Find a supposed correlation. Make widely applicable statements. Provide no data. Being a race realists seems to be a length engagement with delusion, fantasy and ‘scientific’ homo-erotica. Lindsay suffers from the inability to distinguish between a hypothesis and a theory and claims that his “research takes a lot of time“. No kidding.
UPDATE 2015-08-15: A poster using the name Strike_Team states on the Amren site:
There was a site that “proved” E. Asians, E. Indians and Egyptians have higher testosterone levels than whites and blacks, stronger sex drives, with those pitiful white males being the majority of viagra users. It was filled of course a lot of circular reasoning and misuse of data. But it was funny as hell to read the “research” and some of the self serving comments from Indians. They really are the most self aggrandizing people I’ve ever encountered.
I did not prove anything but would love to hear about this circular reasoning and data misuse.
UPDATE 2016-07-07: Return of Kings commenter “Jim Trompe” makes the following claim:
Asians have lower levels of Test(probably an advantage in an advanced peaceful civilization) which is why asian women generally are considered more attractive than asian men. When they looked at the bones of people in the Viking era, its difficult to tell the difference between men and women-high Test from constant warring.
When corrected and sent a link to this blog, he then comments:
If you find that persuasive, its because you didnt actually look at the studies hes referring to. Dead links, studies comparing rapists and soccer players(preselection bias). The guy claims to be an expert but doesn’t know what he’s talking about, for example this statement “Genetically, penis size seems to be determined by in-utero hormone exposure and concentration.” No its caused by Dihydrotestosterone, a direct derivative of Testosterone(Estrogen is another derivative). There are many areas where there are genetic or environmental problems that cause a reduction in the enzyme necessary for the conversion of T to Dihydro..for example the Huevos Doces in the Dominican Republic, they were actually raised as girls because their genitals were so undeveloped. Anyways obviously its going to be a heated issue, just like the “debate” about IQ, because no one want to be in the group that is unmanly or low IQ.
Mr. Trompe, exactly who is an ‘Asian’ and who determines such naming? What does having less T have to do with ‘Asian’ men being less attractive than ‘Asian’ women? To whom is this attraction so configured? The studies I used are not dead links, you can find them if you have access to journal repositories (Ebscohost, Jstor) or simply using Google/Google Scholar. This is an aggregate so bias would be minimized (or so race realists like to claim). I don’t claim to be an expert but if you show where I did, I’ll repent and remove the claim. Your focus on one of my comments in response to another comment illustrates that you don’t care to look at the main issue (T differences) but want to veer off into side issues and ad hominem. Is this because you don’t want to be in an “unmanly” group? You ask for sources but provided none for your own claim that ‘Asians’ have the lowest T. Again, is this because you don’t want to be in the “unmanly” group?
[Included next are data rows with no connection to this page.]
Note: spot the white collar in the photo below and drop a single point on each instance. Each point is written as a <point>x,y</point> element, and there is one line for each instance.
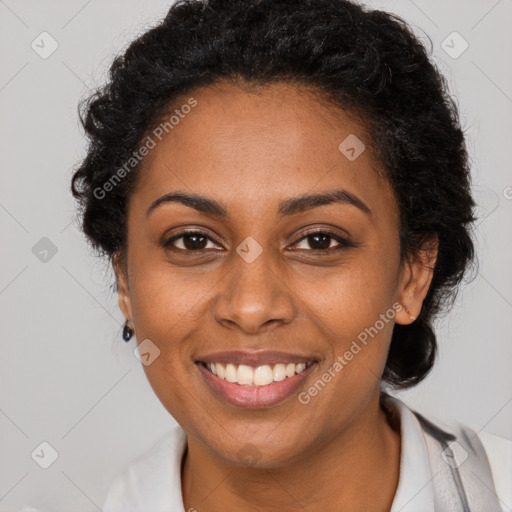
<point>153,480</point>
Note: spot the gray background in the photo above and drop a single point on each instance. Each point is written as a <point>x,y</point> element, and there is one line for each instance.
<point>66,375</point>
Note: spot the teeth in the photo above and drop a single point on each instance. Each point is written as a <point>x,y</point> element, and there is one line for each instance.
<point>263,375</point>
<point>260,376</point>
<point>231,373</point>
<point>245,375</point>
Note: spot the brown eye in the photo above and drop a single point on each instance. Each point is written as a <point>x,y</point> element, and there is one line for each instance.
<point>189,241</point>
<point>321,241</point>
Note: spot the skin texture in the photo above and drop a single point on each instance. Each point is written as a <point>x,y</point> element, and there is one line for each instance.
<point>249,151</point>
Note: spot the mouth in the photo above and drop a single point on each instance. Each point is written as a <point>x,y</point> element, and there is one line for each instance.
<point>254,380</point>
<point>265,375</point>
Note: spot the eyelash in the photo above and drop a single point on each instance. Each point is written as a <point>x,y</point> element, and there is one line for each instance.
<point>343,242</point>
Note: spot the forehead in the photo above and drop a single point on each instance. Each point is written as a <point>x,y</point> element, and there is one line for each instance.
<point>260,145</point>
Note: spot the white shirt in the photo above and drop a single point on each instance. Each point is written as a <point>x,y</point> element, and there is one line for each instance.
<point>153,480</point>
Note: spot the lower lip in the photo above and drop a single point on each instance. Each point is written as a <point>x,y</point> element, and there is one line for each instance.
<point>254,397</point>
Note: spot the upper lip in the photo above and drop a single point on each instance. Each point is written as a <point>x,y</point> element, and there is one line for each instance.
<point>261,358</point>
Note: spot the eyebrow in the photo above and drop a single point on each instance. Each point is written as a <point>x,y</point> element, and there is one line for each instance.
<point>287,207</point>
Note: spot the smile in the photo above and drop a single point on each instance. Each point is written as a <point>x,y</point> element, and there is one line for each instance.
<point>245,375</point>
<point>255,380</point>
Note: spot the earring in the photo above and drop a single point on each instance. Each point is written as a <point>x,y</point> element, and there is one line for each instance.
<point>409,313</point>
<point>127,332</point>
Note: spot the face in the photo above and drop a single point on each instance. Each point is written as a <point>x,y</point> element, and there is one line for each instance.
<point>277,290</point>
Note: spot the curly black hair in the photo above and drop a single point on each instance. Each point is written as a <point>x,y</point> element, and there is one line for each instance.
<point>364,61</point>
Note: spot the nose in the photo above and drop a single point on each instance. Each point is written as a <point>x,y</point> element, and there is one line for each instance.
<point>253,296</point>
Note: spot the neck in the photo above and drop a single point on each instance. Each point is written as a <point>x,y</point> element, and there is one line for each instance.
<point>356,470</point>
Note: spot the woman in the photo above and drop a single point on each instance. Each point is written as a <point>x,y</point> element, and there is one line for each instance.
<point>283,190</point>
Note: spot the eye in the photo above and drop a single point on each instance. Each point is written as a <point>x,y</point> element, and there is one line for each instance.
<point>189,241</point>
<point>320,241</point>
<point>197,241</point>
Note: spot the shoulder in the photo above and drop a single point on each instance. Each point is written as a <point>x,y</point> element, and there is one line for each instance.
<point>151,481</point>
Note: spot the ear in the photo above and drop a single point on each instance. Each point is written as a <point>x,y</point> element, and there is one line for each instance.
<point>123,286</point>
<point>416,277</point>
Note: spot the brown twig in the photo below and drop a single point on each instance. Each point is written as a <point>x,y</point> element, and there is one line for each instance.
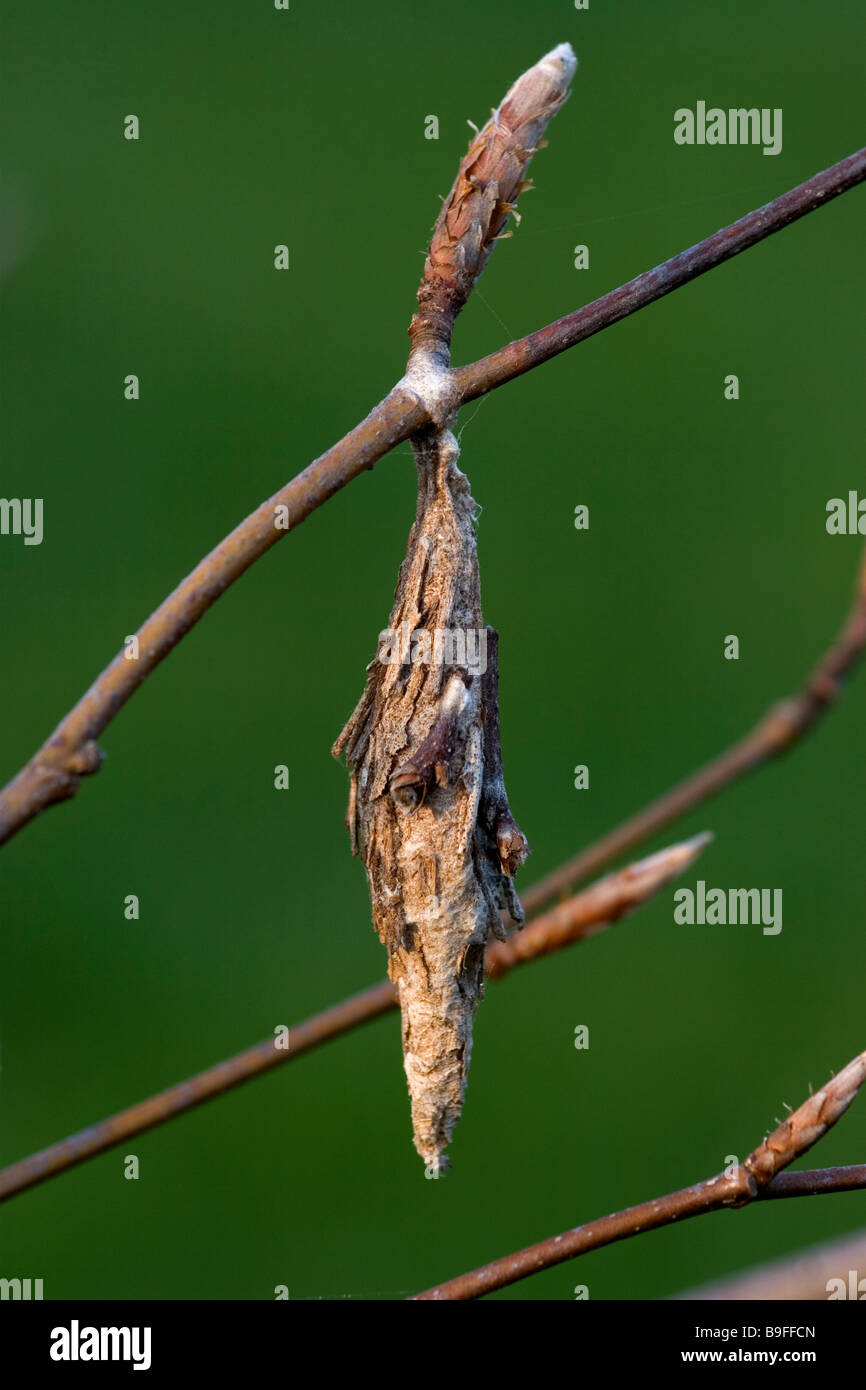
<point>528,352</point>
<point>816,1273</point>
<point>583,916</point>
<point>54,772</point>
<point>758,1178</point>
<point>783,726</point>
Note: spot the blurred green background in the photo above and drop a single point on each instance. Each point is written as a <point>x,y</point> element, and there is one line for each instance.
<point>706,517</point>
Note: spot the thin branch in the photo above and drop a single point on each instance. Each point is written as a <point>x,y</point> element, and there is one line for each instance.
<point>528,352</point>
<point>54,772</point>
<point>777,731</point>
<point>758,1179</point>
<point>783,726</point>
<point>815,1273</point>
<point>583,916</point>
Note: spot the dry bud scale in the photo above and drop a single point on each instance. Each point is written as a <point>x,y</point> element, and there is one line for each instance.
<point>427,808</point>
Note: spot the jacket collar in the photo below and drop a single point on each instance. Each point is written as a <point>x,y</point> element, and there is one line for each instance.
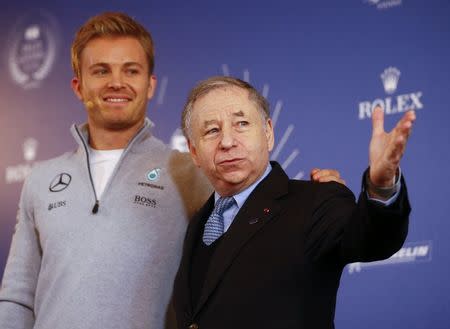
<point>81,134</point>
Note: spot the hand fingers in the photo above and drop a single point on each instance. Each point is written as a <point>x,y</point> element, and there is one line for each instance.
<point>400,137</point>
<point>377,121</point>
<point>331,179</point>
<point>326,175</point>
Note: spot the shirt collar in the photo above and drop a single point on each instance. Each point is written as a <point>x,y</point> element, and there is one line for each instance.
<point>242,196</point>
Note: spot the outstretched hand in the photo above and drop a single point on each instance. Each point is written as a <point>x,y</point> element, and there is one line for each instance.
<point>386,149</point>
<point>326,175</point>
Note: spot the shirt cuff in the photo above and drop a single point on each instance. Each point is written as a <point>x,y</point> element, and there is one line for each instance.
<point>391,192</point>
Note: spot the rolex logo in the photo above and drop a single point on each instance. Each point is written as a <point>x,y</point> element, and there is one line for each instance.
<point>390,78</point>
<point>391,104</point>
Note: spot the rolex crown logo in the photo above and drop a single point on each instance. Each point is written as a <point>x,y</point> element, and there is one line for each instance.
<point>390,78</point>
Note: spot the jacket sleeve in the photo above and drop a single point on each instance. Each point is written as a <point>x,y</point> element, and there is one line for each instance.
<point>17,292</point>
<point>354,232</point>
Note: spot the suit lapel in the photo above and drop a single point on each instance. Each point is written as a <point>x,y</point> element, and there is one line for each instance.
<point>261,207</point>
<point>192,235</point>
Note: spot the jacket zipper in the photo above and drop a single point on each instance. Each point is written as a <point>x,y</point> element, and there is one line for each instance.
<point>97,202</point>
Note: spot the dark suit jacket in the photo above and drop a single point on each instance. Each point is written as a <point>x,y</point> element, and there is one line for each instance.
<point>279,264</point>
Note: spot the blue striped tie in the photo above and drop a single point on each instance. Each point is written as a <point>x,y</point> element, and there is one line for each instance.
<point>214,224</point>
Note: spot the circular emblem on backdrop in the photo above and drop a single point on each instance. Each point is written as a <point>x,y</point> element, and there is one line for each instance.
<point>60,182</point>
<point>32,48</point>
<point>153,175</point>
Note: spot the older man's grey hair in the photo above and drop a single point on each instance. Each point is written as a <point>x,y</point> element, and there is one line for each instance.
<point>217,82</point>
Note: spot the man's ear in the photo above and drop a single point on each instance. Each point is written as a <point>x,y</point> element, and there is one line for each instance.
<point>76,87</point>
<point>193,152</point>
<point>151,86</point>
<point>269,134</point>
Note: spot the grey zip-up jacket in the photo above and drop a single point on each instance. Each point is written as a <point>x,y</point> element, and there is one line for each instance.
<point>77,262</point>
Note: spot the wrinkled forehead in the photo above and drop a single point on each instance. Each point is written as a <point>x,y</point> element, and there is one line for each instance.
<point>229,99</point>
<point>113,50</point>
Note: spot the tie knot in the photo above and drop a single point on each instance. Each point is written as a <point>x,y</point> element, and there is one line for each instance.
<point>222,204</point>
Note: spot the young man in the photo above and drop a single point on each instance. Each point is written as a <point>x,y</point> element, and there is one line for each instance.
<point>271,252</point>
<point>99,231</point>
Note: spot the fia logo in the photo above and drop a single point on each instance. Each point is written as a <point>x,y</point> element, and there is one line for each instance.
<point>390,78</point>
<point>18,173</point>
<point>33,46</point>
<point>384,4</point>
<point>29,148</point>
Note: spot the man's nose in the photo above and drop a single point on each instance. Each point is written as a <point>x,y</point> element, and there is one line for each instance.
<point>116,81</point>
<point>228,139</point>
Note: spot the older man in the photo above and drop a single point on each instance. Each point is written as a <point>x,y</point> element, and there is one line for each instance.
<point>266,251</point>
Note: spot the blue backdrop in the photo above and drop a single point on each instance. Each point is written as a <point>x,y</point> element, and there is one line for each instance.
<point>323,65</point>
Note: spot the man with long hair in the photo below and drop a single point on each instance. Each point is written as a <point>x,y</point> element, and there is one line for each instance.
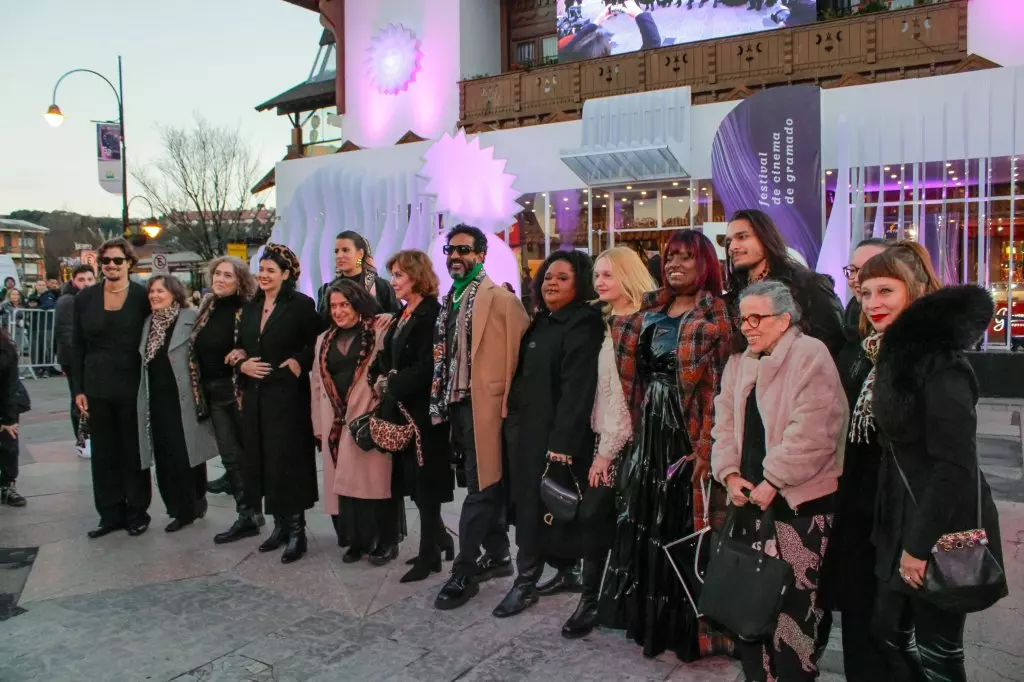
<point>756,251</point>
<point>476,349</point>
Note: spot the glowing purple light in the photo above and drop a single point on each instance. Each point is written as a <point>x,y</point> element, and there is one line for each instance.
<point>470,182</point>
<point>393,58</point>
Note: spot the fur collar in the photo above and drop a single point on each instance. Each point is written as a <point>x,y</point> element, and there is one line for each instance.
<point>933,333</point>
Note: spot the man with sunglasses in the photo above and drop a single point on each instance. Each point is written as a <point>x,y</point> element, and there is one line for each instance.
<point>476,349</point>
<point>105,372</point>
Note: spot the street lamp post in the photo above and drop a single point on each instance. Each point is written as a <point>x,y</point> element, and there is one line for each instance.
<point>54,117</point>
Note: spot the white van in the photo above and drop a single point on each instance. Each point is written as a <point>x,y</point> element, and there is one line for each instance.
<point>8,269</point>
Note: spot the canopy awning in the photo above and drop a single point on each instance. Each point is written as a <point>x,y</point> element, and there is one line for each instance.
<point>633,138</point>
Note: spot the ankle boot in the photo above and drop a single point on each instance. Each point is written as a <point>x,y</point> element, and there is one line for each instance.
<point>245,526</point>
<point>296,538</point>
<point>278,536</point>
<point>584,620</point>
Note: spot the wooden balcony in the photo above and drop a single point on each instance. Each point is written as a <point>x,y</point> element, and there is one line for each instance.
<point>911,43</point>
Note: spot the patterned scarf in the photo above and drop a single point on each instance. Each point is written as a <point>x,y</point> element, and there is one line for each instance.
<point>339,405</point>
<point>450,364</point>
<point>862,420</point>
<point>161,322</point>
<point>199,395</point>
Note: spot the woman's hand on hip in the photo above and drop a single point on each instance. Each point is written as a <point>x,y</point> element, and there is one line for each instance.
<point>599,471</point>
<point>763,495</point>
<point>294,366</point>
<point>737,485</point>
<point>911,569</point>
<point>255,368</point>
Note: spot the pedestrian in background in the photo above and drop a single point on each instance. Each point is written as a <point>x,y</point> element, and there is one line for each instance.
<point>105,375</point>
<point>82,278</point>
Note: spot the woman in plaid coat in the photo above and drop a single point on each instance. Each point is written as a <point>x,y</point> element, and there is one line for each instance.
<point>670,356</point>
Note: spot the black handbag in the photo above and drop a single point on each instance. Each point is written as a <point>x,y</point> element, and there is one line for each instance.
<point>744,587</point>
<point>963,574</point>
<point>562,503</point>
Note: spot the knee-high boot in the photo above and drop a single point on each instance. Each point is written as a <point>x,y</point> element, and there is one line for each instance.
<point>296,538</point>
<point>584,619</point>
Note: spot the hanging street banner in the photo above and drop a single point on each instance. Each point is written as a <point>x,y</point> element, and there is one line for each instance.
<point>767,156</point>
<point>109,157</point>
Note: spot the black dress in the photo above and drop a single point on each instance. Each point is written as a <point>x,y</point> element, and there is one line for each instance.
<point>181,485</point>
<point>368,523</point>
<point>280,464</point>
<point>642,593</point>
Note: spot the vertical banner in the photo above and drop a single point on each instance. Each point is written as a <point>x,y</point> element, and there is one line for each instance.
<point>109,157</point>
<point>767,156</point>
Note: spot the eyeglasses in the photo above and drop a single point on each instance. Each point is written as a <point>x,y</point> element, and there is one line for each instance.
<point>461,249</point>
<point>755,320</point>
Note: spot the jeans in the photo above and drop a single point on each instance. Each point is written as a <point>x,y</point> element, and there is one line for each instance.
<point>921,642</point>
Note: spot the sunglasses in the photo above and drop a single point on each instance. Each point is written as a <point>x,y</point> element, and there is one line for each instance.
<point>461,249</point>
<point>755,320</point>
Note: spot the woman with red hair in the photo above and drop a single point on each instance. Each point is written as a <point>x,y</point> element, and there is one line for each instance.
<point>670,356</point>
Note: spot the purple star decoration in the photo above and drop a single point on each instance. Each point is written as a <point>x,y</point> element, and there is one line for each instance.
<point>393,58</point>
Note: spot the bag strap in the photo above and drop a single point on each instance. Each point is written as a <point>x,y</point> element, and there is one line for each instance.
<point>906,483</point>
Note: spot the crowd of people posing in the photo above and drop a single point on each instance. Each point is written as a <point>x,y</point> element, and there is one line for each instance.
<point>609,422</point>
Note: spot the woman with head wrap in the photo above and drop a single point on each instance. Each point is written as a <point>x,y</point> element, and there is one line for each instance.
<point>278,332</point>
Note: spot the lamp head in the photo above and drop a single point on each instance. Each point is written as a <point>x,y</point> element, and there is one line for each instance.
<point>53,116</point>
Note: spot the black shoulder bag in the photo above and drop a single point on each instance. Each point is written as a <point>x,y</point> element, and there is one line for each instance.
<point>962,576</point>
<point>744,587</point>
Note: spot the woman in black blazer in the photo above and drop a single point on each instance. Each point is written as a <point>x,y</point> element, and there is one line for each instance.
<point>278,333</point>
<point>922,400</point>
<point>402,373</point>
<point>105,373</point>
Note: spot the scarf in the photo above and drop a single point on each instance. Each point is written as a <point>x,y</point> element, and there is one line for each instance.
<point>862,420</point>
<point>461,284</point>
<point>339,405</point>
<point>199,394</point>
<point>161,321</point>
<point>452,366</point>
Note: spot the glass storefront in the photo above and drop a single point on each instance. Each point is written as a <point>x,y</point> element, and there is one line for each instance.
<point>969,213</point>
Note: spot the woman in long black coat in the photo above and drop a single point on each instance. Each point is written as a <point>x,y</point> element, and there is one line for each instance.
<point>279,330</point>
<point>549,412</point>
<point>402,373</point>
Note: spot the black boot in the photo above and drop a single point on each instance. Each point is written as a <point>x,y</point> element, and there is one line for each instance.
<point>584,620</point>
<point>296,538</point>
<point>278,536</point>
<point>245,526</point>
<point>567,580</point>
<point>220,485</point>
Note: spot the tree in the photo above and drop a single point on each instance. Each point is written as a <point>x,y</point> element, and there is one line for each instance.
<point>200,184</point>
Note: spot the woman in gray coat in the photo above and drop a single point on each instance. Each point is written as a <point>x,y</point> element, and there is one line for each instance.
<point>174,432</point>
UPDATE 2017-01-27: PumpkinPerson comments:
And the person who created that table seems to have a chip on his shoulder because he thinks Rushton was calling East Asians feminine. But being low T doesn’t make you feminine; estrogen makes you feminine.
Rushton claims that “Orientals” have (i) the smallest “primary sexual characteristics” (ii) the smallest “secondary sexual characteristics” (iii) the least androgens and (iv) tentatively used Nyborg’s hormotyping which ranks “Mongoloids” next to androgynous males. I will keep that chip, thanks!
UPDATE: 2017-08-18: venturecapitalcat on Reddit comments:
… stop spamming this subreddit with your pseudo-scientific bullshit. This entire article screams that whoever wrote it has a tiny penis and is desperately trying to compensate by showing that he has a lot of testosterone.
This article was meant to analyze a race-realist analytic method, not to be a scientific article for peer-review and publication. As such, venturecapitalistcat clearly did not read the article. How then does he/she know the size of my penis and the level of my testosterone? Even if such were known, what does that have to do with the article?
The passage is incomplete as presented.